Regularization penalizes large coefficient magnitudes uniformly. If features are on different scales, a feature measured in thousands will naturally have a small coefficient while one measured in fractions will have a large one, so the penalty disproportionately shrinks some features and nearly ignores others. Standardization ensures the penalty is applied equally across all features.
How to think about it
Consider two features: income in dollars (range 30,000–200,000) and age in years (range 20–80). A one-unit change means very different things for each. OLS will fit income with a coefficient near 0.0001 and age with a coefficient near 5. Both are reasonable predictions, but:
- L2 penalty
λ(β_income² + β_age²)barely shrinks β_income (it is tiny) and strongly shrinks β_age (it is large), even if age is actually less important. - L1 penalty will drive β_age to zero before touching β_income — the wrong feature is eliminated.
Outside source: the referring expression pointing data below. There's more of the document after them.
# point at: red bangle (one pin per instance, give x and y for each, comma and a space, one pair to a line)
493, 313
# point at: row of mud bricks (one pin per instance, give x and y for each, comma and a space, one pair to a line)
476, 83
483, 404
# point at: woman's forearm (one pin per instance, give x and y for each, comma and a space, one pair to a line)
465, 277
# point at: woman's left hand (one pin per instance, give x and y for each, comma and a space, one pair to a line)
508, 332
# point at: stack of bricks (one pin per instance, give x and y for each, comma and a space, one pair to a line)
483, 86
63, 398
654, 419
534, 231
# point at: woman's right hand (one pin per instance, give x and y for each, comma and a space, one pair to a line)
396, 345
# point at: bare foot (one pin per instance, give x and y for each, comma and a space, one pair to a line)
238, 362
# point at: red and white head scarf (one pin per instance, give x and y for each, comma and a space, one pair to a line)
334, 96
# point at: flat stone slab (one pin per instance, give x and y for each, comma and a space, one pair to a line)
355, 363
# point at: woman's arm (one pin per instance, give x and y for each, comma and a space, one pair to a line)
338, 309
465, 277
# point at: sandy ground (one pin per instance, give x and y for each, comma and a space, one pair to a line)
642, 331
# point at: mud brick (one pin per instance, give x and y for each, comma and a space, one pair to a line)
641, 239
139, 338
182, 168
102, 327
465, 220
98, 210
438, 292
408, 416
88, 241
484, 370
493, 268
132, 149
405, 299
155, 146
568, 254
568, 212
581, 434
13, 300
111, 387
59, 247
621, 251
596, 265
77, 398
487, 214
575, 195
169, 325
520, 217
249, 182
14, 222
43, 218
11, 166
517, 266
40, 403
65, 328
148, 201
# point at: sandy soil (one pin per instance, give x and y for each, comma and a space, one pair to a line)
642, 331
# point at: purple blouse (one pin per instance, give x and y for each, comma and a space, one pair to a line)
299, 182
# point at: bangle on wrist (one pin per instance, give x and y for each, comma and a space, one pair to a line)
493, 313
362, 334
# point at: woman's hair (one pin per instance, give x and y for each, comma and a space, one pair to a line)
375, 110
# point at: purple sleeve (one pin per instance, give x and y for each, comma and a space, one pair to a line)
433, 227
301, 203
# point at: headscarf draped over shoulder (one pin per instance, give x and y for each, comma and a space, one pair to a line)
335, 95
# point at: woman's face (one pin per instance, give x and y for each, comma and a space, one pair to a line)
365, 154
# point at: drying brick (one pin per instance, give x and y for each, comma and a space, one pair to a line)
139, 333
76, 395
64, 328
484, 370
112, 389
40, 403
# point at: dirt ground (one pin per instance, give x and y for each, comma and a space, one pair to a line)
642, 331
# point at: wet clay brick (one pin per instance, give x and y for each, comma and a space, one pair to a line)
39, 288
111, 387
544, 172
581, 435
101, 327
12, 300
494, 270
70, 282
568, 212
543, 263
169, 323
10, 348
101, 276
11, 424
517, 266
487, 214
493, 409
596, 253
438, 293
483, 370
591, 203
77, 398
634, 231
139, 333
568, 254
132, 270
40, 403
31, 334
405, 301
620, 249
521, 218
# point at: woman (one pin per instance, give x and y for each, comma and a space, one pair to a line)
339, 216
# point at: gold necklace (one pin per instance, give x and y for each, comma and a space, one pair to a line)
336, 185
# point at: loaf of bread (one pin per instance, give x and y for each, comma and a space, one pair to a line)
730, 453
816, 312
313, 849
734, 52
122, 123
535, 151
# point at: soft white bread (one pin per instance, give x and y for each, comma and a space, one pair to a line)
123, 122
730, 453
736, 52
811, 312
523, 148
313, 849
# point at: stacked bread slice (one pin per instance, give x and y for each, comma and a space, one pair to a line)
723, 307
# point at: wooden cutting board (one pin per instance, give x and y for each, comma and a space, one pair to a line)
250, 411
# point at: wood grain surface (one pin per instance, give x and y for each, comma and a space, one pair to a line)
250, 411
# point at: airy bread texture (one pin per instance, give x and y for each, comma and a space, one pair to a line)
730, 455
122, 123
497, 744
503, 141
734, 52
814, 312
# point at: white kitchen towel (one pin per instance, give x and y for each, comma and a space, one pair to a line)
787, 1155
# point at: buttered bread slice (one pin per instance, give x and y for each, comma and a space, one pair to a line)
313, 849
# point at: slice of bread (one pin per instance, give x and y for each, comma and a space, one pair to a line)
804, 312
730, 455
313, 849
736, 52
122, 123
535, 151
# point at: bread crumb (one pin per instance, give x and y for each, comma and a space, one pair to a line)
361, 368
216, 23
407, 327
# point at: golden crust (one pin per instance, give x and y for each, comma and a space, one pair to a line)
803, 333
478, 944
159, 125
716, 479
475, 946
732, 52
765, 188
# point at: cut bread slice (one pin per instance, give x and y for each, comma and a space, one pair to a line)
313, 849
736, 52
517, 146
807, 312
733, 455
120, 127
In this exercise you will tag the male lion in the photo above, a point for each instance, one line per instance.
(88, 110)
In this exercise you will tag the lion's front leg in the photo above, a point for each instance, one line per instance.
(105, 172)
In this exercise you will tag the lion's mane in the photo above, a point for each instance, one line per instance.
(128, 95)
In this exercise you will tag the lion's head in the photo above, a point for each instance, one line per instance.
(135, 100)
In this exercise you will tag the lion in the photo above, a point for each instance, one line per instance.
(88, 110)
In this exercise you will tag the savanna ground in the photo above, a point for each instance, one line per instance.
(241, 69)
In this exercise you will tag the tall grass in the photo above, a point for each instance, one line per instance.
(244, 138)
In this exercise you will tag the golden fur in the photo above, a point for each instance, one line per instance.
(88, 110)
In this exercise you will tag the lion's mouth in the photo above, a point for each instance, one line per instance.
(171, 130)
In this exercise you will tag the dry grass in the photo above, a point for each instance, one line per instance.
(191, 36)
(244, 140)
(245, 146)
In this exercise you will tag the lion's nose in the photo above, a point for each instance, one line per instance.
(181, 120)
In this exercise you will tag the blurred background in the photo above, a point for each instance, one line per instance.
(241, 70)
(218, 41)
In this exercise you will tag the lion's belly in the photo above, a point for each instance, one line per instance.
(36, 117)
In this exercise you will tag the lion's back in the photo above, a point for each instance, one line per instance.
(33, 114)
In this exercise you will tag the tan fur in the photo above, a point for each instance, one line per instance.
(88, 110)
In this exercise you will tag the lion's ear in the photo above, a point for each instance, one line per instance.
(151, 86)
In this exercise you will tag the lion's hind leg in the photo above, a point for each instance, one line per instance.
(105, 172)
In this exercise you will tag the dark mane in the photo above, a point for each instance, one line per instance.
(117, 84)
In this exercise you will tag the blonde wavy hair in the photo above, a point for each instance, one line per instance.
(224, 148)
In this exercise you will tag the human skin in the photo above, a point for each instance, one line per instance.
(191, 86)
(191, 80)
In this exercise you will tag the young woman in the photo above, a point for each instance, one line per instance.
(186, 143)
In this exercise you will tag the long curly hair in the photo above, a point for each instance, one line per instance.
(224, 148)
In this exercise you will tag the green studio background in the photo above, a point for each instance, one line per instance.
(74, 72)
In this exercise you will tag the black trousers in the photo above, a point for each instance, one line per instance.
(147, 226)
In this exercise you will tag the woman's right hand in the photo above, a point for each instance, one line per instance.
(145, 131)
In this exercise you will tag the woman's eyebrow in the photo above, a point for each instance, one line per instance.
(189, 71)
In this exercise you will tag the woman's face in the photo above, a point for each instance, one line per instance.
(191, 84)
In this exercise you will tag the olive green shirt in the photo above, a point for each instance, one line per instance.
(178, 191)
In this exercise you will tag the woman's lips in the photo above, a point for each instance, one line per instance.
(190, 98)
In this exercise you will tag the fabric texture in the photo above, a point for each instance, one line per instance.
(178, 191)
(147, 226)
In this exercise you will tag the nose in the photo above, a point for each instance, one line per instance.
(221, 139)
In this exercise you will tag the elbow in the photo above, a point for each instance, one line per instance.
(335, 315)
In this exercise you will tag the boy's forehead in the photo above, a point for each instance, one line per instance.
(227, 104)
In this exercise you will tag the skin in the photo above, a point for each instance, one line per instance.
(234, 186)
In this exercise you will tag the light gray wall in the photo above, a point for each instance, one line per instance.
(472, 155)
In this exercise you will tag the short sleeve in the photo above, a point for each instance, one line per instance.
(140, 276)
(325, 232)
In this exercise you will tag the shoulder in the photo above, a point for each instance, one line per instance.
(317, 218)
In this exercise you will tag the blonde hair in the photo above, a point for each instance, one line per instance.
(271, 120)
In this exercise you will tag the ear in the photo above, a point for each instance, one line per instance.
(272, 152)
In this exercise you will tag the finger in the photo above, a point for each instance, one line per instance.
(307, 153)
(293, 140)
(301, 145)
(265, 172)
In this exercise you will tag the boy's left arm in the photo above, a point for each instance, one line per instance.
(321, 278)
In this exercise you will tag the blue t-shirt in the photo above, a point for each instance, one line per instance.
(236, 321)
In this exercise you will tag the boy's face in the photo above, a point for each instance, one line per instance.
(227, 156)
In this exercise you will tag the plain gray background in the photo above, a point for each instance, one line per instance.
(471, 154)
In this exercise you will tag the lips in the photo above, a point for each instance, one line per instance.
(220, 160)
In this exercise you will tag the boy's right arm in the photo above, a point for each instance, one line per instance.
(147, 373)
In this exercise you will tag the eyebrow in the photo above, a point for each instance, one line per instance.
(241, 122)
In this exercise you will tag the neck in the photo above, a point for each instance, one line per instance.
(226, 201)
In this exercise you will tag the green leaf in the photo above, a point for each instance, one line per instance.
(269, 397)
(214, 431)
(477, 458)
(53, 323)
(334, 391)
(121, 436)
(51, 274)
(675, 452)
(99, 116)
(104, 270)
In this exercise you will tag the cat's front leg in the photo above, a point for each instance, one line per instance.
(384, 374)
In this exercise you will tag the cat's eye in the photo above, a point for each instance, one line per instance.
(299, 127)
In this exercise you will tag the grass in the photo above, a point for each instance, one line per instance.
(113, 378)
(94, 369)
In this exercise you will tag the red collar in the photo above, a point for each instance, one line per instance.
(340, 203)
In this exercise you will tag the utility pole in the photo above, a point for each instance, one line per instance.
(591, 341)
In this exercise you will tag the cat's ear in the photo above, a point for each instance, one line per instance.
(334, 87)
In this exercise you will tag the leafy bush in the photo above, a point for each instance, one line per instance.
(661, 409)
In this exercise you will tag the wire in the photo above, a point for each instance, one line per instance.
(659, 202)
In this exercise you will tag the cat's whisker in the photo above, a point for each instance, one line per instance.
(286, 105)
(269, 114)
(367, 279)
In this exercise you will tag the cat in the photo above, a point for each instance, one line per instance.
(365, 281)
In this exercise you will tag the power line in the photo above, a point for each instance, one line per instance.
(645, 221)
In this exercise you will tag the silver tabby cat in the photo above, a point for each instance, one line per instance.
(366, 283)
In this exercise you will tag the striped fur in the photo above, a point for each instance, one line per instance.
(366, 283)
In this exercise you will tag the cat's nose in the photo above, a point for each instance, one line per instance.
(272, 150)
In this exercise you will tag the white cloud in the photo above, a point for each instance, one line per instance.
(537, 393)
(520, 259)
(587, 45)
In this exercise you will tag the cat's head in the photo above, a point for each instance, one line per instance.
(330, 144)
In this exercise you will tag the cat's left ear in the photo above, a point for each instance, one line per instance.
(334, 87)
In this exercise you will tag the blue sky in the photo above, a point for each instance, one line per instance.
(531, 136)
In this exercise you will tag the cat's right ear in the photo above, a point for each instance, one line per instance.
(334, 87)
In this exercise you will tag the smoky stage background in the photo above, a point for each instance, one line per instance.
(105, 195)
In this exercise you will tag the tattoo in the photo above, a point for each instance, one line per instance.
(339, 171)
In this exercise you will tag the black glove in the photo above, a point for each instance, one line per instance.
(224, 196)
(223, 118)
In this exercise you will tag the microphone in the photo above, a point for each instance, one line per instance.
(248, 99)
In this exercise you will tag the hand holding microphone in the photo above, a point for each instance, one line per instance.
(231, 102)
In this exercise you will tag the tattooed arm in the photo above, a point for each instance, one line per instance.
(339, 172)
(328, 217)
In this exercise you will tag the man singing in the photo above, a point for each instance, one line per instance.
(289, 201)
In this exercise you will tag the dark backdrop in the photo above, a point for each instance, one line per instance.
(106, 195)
The regularizer implicitly treats features as if their units are comparable. They only actually are after standardization.
Standard approach — z-score standardization:
x_scaled = (x - mean(x)) / std(x)
After scaling, each feature has mean 0 and std 1, so a coefficient of magnitude 2 means the same thing for every feature.
from sklearn.pipeline import Pipeline
from sklearn.preprocessing import StandardScaler
from sklearn.linear_model import Ridge, Lasso
pipe = Pipeline([
("scaler", StandardScaler()),
("model", Ridge(alpha=1.0))
])
pipe.fit(X_train, y_train)
# StandardScaler is fitted on train only — no leakage
Important notes:
- Always fit the scaler on training data only and transform train and test separately to avoid data leakage.
- Tree-based models (Random Forest, XGBoost) do not require scaling — they split on feature values, not magnitudes.
- The intercept is typically excluded from regularization in sklearn by default (
fit_intercept=Truedoes not penalize the bias term).